The Gaza Humanitarian Foundation's aid distribution has been marred by chaos in its first week of operations, and multiple witnesses have said Israeli troops fired on crowds near its sites.
Before Sunday, 17 people were killed while trying to reach the sites, according to Zaher al-Waheidi, head of the Health Ministry's records department.
The foundation says private security contractors guarding its sites have not fired on the crowds. Israel's military has acknowledged firing warning shots on previous occasions.
The foundation said in a statement it distributed 16 truckloads of aid early Sunday 'without incident', and dismissed what it described as 'false reporting about deaths, mass injuries and chaos'.
Thousands of people headed towards the distribution site in southern Gaza hours before dawn. As they approached, Israeli forces ordered them to disperse and come back later, witnesses said.
When the crowds reached the Flag Roundabout, around 1km away, at around 3 am, Israeli forces opened fire, the witnesses said.
'There was fire from all directions, from naval warships, from tanks and drones,' said Amr Abu Teiba, who was in the crowd.
He said he saw at least 10 bodies with gunshot wounds and several other wounded people, including women. People used carts to ferry the dead and wounded to a field hospital.
'The scene was horrible,' he said.
Most people were shot 'in the upper part of their bodies, including the head, neck and chest,' said Dr Marwan al-Hams, a health ministry official at Nasser Hospital, where many wounded were transferred from the Red Cross-run field hospital.

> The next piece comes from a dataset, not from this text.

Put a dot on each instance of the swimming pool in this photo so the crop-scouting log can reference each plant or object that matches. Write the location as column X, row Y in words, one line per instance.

He said 24 people were being treated in Nasser Hospital's intensive care unit. A colleague, surgeon Khaled al-Ser, later said 150 wounded people had arrived, along with 28 bodies.
Ibrahim Abu Saoud, another witness, said the military fired from about 300 metres away. He said he saw many people with gunshot wounds, including a young man who died at the scene.

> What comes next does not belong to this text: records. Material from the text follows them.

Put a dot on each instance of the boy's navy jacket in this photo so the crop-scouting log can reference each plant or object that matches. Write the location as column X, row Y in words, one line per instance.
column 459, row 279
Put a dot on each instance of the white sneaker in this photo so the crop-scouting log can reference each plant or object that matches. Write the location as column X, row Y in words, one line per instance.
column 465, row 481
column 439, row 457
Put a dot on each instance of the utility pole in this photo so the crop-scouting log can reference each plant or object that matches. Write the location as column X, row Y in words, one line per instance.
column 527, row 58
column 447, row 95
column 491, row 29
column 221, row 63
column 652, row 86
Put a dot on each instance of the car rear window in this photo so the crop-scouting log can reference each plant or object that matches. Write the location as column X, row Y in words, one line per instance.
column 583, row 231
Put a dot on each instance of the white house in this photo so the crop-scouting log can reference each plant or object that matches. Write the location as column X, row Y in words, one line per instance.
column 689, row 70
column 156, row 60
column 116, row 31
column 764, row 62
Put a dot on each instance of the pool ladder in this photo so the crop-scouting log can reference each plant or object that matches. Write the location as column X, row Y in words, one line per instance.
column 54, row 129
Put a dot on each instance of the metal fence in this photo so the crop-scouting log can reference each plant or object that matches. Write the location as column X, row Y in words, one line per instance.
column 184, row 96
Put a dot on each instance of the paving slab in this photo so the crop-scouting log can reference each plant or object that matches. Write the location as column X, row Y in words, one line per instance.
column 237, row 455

'We weren't able to help him,' he said.
Mohammed Abu Teaima, 33, said he saw Israeli forces open fire and kill his cousin and a woman as they headed towards the distribution site. He said his cousin was shot in his chest, and his brother-in-law was among the wounded.

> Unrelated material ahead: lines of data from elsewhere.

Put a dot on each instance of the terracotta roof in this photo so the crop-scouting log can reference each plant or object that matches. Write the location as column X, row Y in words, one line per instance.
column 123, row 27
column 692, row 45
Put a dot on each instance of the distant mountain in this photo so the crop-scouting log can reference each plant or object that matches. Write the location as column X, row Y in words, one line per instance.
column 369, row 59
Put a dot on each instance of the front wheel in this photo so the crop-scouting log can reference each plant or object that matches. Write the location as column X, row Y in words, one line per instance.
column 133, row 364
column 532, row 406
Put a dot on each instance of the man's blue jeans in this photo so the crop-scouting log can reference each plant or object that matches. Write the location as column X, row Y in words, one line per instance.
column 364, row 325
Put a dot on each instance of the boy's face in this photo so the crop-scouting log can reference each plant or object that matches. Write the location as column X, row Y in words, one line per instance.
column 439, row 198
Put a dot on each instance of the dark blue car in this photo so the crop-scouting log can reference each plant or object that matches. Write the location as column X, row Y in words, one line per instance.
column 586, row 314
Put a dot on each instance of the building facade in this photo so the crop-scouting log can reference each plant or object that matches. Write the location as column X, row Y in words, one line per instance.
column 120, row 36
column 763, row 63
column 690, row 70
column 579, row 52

'They opened heavy fire directly toward us,' he said.
An AP reporter arrived at the field hospital at around 6am and saw dozens of wounded, including women and children. The reporter also saw crowds of people returning from the distribution point. Some carried boxes of aid but most appeared to be empty-handed.
Officials at the field hospital said at least 21 people were killed and another 175 were wounded, without saying who opened fire. The Health Ministry provided the same toll and later updated it.
UN agencies and major aid groups have refused to work with the new system, saying it violates humanitarian principles because it allows Israel to control who receives aid and forces people to relocate to distribution sites, risking yet more mass displacement in the coastal territory.
'It's essentially engineered scarcity,' Jonathan Whittall, interim head in Gaza of the UN humanitarian office, said last week.
The UN system has struggled to bring in aid after Israel slightly eased its nearly three-month blockade of the territory last month. The groups say Israeli restrictions, the breakdown of law and order and widespread looting make it extremely difficult to deliver aid to Gaza's roughly two million Palestinians.
Experts have warned that the territory is at risk of famine if more aid is not brought in.
The war began when Hamas-led militants stormed into southern Israel on October 7 2023, killing some 1,200 people, mostly civilians, and abducting 251. They are still holding 58 hostages, around a third believed to be alive, after most of the rest were released in ceasefire agreements or other deals.
Israel's military campaign has killed more than 54,000 people, mostly women and children, according to Gaza's Health Ministry, which does not say how many of the dead were civilians or combatants.
The offensive has destroyed vast areas, displaced around 90% of the population and left people almost completely reliant on international aid.
The latest efforts at ceasefire talks appeared to stumble on Saturday when Hamas said it had sought amendments to a US ceasefire proposal that Israel had approved, and the US envoy called that 'unacceptable'.